Michael Heseltine has personal wealth, and a lifestyle, that is far removed from the vast bulk of people living in Britain’s inner cities, let alone those who took part in the riots. He spends his working life flitting in the back of a car between a beautiful home in Belgravia, and an even more beautiful home in the English countryside, complete with a remarkable garden that is his true pride and joy, dropping in and out of the Lords, his businesses, and the little office he has for the work he is doing on regional investment for the government.

So on one level, he has all the qualifications needed for an ‘out of touch’ stamp to be plastered all over his forehead. But though a Tory to the root of every hair on his head, he is one of those rare Tories who not only feels a sense of responsibility for the deprived, but also thinks about how and why they live the lives they do. I genuinely feel that with David Cameron, George Osborne and some of the other well-heeled members of the Cabinet, they not only lack any understanding of the lives of millions of people they now govern for, but that they also lack the wherewithal to begin such understanding, and that they don’t make much effort to develop it.

When you are from their kind of backgrounds, living their kinds of lives, I think they need to make that effort. For much of his career, Heseltine has done so, and it shows. He is still a Tory rather than a genuine progressive, but he has thought deeply about the kind of issues that lead to the kind of riots we saw recently.

His article in The Times today is worth reading, not least by his fellow Tories. It is written subtly and politiely – as Margaret Thatcher knows, he was always good at code. But there is a clear warning to Cameron not to overdo the Broken Britain stuff, and a clear plea for the current government to do more to address the deprivation that inevitably has a role in social disorder. But above all, it is a plea to turn the localism slogan into policies that live up to it.

Much in his article is an echo of that written by Tony Blair at the weekend, in that he sees the problem as one caused by a minority of dysfctional families cut off from mainstream values and mores, that these families are exceptions not norms. They share too a belief in the importance of tackling the underlying issues area by area, street by street, if need be family by family.

It cannot be done by will alone. It cannot be done by Whitehall and Westminster alone. It needs, as Heseltine says, localism to be converted from slogan to practice. He also rightly notes – in relation to what he calls the mistake of the abolition of Regional Development Authorities – that in some areas decisions taken by the government run counter to their stated objectives.

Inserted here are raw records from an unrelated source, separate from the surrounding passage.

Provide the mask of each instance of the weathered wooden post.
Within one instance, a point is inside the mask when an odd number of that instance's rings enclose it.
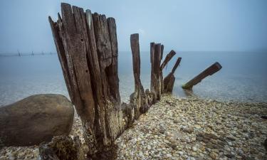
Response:
[[[167,65],[167,64],[169,63],[169,61],[172,58],[173,56],[176,53],[174,50],[172,50],[165,57],[165,59],[164,60],[163,63],[160,65],[159,70],[160,70],[160,80],[161,80],[161,90],[162,92],[164,92],[164,80],[163,80],[163,69]]]
[[[167,75],[164,79],[164,92],[172,92],[173,87],[174,85],[175,78],[174,72],[177,68],[178,65],[180,64],[182,58],[178,58],[177,60],[175,63],[174,66],[173,67],[172,72]]]
[[[150,61],[151,61],[151,81],[150,92],[152,94],[152,100],[155,102],[160,100],[162,94],[160,78],[160,61],[163,55],[163,45],[160,43],[150,43]]]
[[[139,47],[139,34],[130,36],[132,55],[133,73],[135,77],[135,92],[131,96],[131,104],[136,106],[135,117],[137,118],[141,113],[145,112],[149,107],[147,97],[145,94],[140,80],[140,53]]]
[[[101,151],[124,130],[115,19],[65,3],[61,11],[49,21],[65,81],[90,151]]]
[[[200,82],[204,78],[209,75],[211,75],[214,73],[218,72],[221,69],[221,65],[219,63],[215,63],[214,64],[209,66],[205,70],[199,73],[199,75],[197,75],[192,80],[182,85],[183,89],[186,90],[192,90],[193,86],[197,85],[197,83]]]

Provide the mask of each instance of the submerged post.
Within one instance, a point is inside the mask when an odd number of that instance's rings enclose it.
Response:
[[[221,65],[219,63],[215,63],[214,64],[209,66],[205,70],[201,72],[199,75],[194,78],[192,80],[182,85],[182,88],[185,90],[192,90],[193,86],[200,82],[204,78],[209,75],[211,75],[214,73],[218,72],[221,69]]]
[[[164,92],[172,92],[174,85],[174,72],[177,68],[178,65],[180,64],[182,58],[178,58],[177,60],[176,61],[174,67],[172,68],[172,72],[169,73],[164,78]]]

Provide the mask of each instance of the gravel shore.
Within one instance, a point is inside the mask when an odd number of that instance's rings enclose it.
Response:
[[[267,159],[267,103],[163,95],[115,142],[117,159]],[[70,136],[83,140],[75,117]],[[3,147],[0,160],[38,159],[37,146]]]

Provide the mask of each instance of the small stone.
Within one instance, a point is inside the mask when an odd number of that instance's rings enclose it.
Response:
[[[199,124],[196,124],[196,125],[194,125],[194,127],[195,127],[196,129],[201,129],[201,127],[199,126]]]
[[[175,119],[175,120],[173,121],[173,122],[174,123],[179,123],[179,121]]]
[[[215,152],[213,152],[211,151],[210,154],[209,154],[209,156],[212,159],[216,159],[218,156],[218,154]]]
[[[229,158],[229,159],[231,159],[231,158],[234,158],[234,154],[225,154],[225,156]]]
[[[165,129],[163,129],[163,128],[159,129],[159,132],[161,134],[164,134],[165,132]]]

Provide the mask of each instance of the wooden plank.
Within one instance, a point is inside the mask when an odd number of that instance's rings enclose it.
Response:
[[[173,87],[174,85],[175,77],[174,72],[180,64],[182,58],[178,58],[172,71],[164,78],[164,92],[172,92]]]
[[[163,60],[163,63],[160,65],[160,70],[162,70],[163,68],[167,65],[169,61],[172,58],[173,56],[176,54],[175,51],[172,50],[165,57],[165,59]]]
[[[120,96],[119,90],[119,76],[117,72],[117,31],[116,23],[113,18],[108,18],[108,31],[110,38],[111,50],[112,50],[112,64],[108,68],[108,73],[109,74],[108,82],[110,85],[110,94],[117,102],[117,107],[120,104]]]
[[[186,90],[192,90],[194,85],[200,82],[206,77],[211,75],[218,72],[221,69],[221,68],[222,67],[220,63],[216,62],[208,68],[204,70],[203,72],[199,73],[198,75],[197,75],[195,78],[194,78],[192,80],[189,80],[188,82],[182,85],[182,88]]]

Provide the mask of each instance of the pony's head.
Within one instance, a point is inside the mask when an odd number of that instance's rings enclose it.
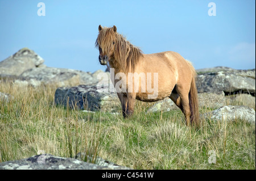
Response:
[[[118,39],[117,27],[103,28],[98,26],[98,35],[95,43],[100,52],[98,60],[101,65],[106,65],[114,57],[115,44]]]
[[[111,61],[115,68],[124,71],[134,71],[143,53],[141,49],[127,41],[117,32],[117,27],[103,28],[98,26],[98,35],[95,43],[98,48],[98,60],[101,65]]]

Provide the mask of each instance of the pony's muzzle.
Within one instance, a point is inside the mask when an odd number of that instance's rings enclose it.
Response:
[[[101,64],[101,65],[107,65],[108,59],[109,59],[109,58],[108,57],[108,56],[106,55],[104,56],[103,58],[100,55],[98,56],[98,61],[100,61],[100,63]]]

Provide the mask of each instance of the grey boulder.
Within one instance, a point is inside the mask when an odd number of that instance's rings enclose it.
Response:
[[[24,48],[0,62],[0,76],[19,76],[27,70],[42,66],[44,62],[35,52]]]
[[[56,83],[59,86],[76,84],[92,85],[99,82],[89,73],[50,67],[31,69],[23,73],[20,77],[23,81],[31,82],[34,80],[44,84]]]
[[[121,107],[115,92],[97,86],[59,87],[55,91],[55,103],[56,105],[93,111],[117,112]]]
[[[196,86],[199,92],[223,91],[226,94],[249,92],[255,95],[255,70],[234,70],[199,74]]]
[[[99,165],[75,158],[41,154],[28,158],[0,163],[0,170],[124,170],[117,165]]]
[[[245,106],[227,106],[203,115],[206,119],[216,121],[235,121],[245,120],[255,124],[255,112],[254,109]]]

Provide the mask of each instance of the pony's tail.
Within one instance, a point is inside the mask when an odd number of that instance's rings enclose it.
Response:
[[[190,108],[190,120],[191,125],[196,127],[201,126],[200,121],[200,115],[199,111],[199,103],[197,97],[197,89],[196,85],[196,72],[193,67],[191,64],[189,64],[191,70],[192,71],[192,79],[191,81],[191,85],[190,86],[189,93],[188,94],[188,98],[189,100],[189,108]]]

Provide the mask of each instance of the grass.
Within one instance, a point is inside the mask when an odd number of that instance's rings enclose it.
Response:
[[[43,150],[72,158],[86,153],[92,158],[88,162],[99,156],[134,169],[255,169],[255,124],[209,117],[196,129],[185,126],[181,111],[146,114],[152,104],[141,102],[127,119],[86,113],[55,106],[56,88],[0,82],[0,92],[13,97],[0,100],[0,162]],[[201,113],[211,111],[200,109]],[[215,163],[209,163],[212,151]]]

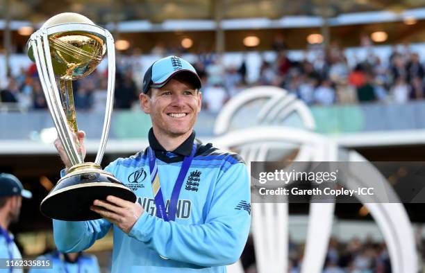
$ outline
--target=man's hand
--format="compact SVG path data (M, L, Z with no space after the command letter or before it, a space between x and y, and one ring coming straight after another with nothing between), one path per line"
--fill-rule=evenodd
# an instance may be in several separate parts
M144 209L137 202L129 201L108 195L106 201L94 200L90 209L115 224L124 233L128 234Z
M85 147L84 147L84 138L85 137L85 133L84 132L84 131L78 132L77 133L77 136L78 139L78 141L76 141L76 137L74 134L72 134L72 136L74 139L74 141L76 144L77 151L78 152L78 153L81 153L82 155L83 156L82 159L84 160L84 158L85 158L85 153L86 153ZM67 153L65 152L63 148L63 145L62 144L62 141L60 141L60 139L58 138L55 140L54 144L55 144L55 147L56 147L56 150L58 150L58 152L59 152L59 155L60 156L60 159L65 164L67 169L69 169L69 168L71 168L72 164L71 164L71 161L69 161L69 159L67 156Z

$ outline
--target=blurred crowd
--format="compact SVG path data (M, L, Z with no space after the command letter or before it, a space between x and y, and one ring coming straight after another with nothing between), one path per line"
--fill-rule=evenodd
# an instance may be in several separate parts
M299 273L303 245L290 240L288 273ZM245 273L256 273L253 244L250 237L241 257ZM353 238L342 243L332 238L323 273L391 273L388 252L384 243Z
M225 66L219 55L199 54L193 64L203 82L203 107L217 112L233 96L251 86L273 85L287 89L307 105L332 105L367 102L404 103L425 96L424 66L420 56L408 46L394 46L389 60L369 53L363 61L348 62L344 51L333 46L314 60L291 60L286 46L273 46L274 60L265 58L255 71L258 80L247 80L246 60L238 67ZM152 53L168 55L158 51ZM372 52L372 51L371 51ZM115 107L128 109L137 105L144 67L141 55L121 56L117 62ZM146 68L144 68L146 69ZM74 83L74 101L80 109L103 109L106 100L107 71L96 70ZM0 101L18 109L43 109L47 104L34 64L9 76L0 91Z

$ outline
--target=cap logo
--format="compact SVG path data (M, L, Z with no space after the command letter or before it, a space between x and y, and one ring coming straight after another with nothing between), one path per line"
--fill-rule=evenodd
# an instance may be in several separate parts
M175 71L177 70L183 69L183 66L181 65L181 61L178 57L173 56L171 58L172 65L173 67L173 69Z

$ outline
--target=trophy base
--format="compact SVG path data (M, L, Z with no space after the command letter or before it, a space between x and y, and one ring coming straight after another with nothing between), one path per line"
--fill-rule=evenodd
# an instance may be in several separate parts
M90 206L94 200L104 200L114 195L132 202L136 196L112 174L93 163L72 166L49 195L42 201L40 210L44 216L65 221L100 219Z

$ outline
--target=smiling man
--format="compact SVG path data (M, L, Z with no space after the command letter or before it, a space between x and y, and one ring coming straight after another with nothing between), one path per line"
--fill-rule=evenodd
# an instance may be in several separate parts
M200 88L180 58L149 68L140 98L152 120L149 147L106 168L131 184L138 202L108 196L91 207L103 219L53 220L60 251L86 249L112 228L112 272L225 272L239 258L251 222L248 173L238 155L195 139ZM83 143L84 133L78 137Z

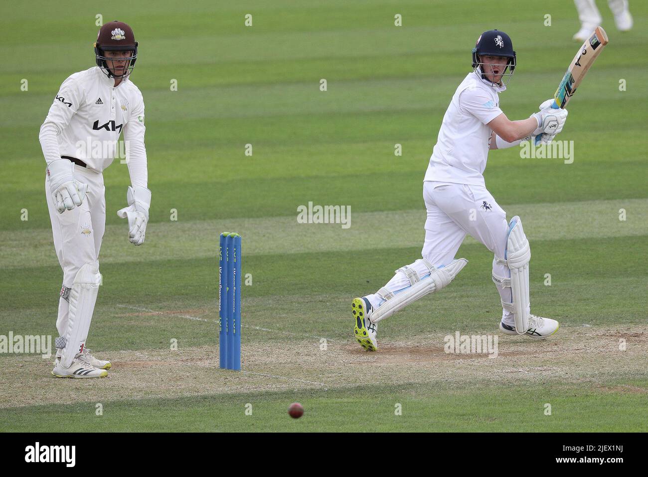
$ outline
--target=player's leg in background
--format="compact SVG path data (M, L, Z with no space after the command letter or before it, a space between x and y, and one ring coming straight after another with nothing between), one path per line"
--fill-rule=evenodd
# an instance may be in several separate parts
M630 14L628 0L608 0L608 5L614 16L614 23L619 31L632 29L632 16Z
M577 42L584 42L597 27L601 25L602 18L594 0L573 0L581 21L581 29L573 36Z

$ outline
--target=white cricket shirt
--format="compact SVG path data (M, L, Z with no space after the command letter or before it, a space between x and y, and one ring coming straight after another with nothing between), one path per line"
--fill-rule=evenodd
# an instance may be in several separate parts
M468 74L443 116L424 181L485 186L482 174L492 132L486 125L502 114L498 93L505 89Z
M56 127L58 148L43 130ZM49 164L62 156L80 159L101 172L119 152L123 130L126 159L133 186L146 187L146 150L144 143L144 100L126 78L117 86L98 66L67 78L56 93L41 127L41 144ZM45 138L45 140L43 138Z

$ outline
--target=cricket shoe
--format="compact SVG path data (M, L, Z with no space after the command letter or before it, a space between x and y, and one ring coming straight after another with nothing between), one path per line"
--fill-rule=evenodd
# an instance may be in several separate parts
M91 364L83 354L80 354L72 360L72 364L69 368L61 365L61 360L58 358L54 361L52 374L57 378L105 378L108 372L98 369Z
M90 350L84 348L83 355L87 358L88 362L98 369L110 369L112 367L110 361L105 360L97 360L90 353Z
M369 320L372 309L371 304L366 298L354 298L351 302L351 314L356 322L353 332L360 346L367 351L378 349L378 342L376 341L378 325Z
M551 318L542 318L535 315L529 315L529 329L524 334L534 339L544 339L558 331L559 326L557 321ZM500 322L500 331L507 335L518 334L515 326L505 324L503 321Z

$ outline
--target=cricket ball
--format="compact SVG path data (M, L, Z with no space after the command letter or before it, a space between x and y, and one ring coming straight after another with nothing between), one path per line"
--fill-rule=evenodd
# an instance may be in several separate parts
M301 415L304 413L304 406L299 402L293 402L288 406L288 413L295 419L301 417Z

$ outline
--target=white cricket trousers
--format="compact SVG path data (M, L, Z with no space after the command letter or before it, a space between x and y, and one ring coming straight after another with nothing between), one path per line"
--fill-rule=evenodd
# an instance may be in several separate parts
M504 258L509 226L506 212L498 204L491 193L482 186L464 184L423 182L423 199L427 209L425 221L425 242L421 255L435 267L450 263L456 255L467 234L486 246L495 256ZM411 263L419 277L430 271L421 262ZM469 264L470 266L470 264ZM505 265L493 258L492 270L500 276L510 276ZM393 293L410 286L403 273L397 273L385 287ZM504 301L511 301L510 288L496 284ZM377 294L367 295L371 306L377 308L384 300ZM515 323L513 315L502 310L502 319L507 324Z
M47 174L45 181L54 248L63 269L63 287L68 288L72 287L76 273L84 265L98 260L106 229L106 188L103 175L76 164L74 174L76 180L87 184L87 193L83 204L63 214L56 210ZM60 297L56 319L59 336L65 336L69 310L69 303ZM57 350L56 356L60 357L62 353L62 350Z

So much of this is about leadership. He concludes his article with a reference to the report he wrote on the riots thirty years ago. ‘My report noted that problems festered in the inner cities because there were no local leaders to take charge. The problem is the same today.’

For all their talk of localism, the government are taking power and resources away from local government when, as Heseltine says, they should be going in the opposite direction. I know Cameron has a lot going on at the moment. But I hope he finds time to get behind the paywall and read it.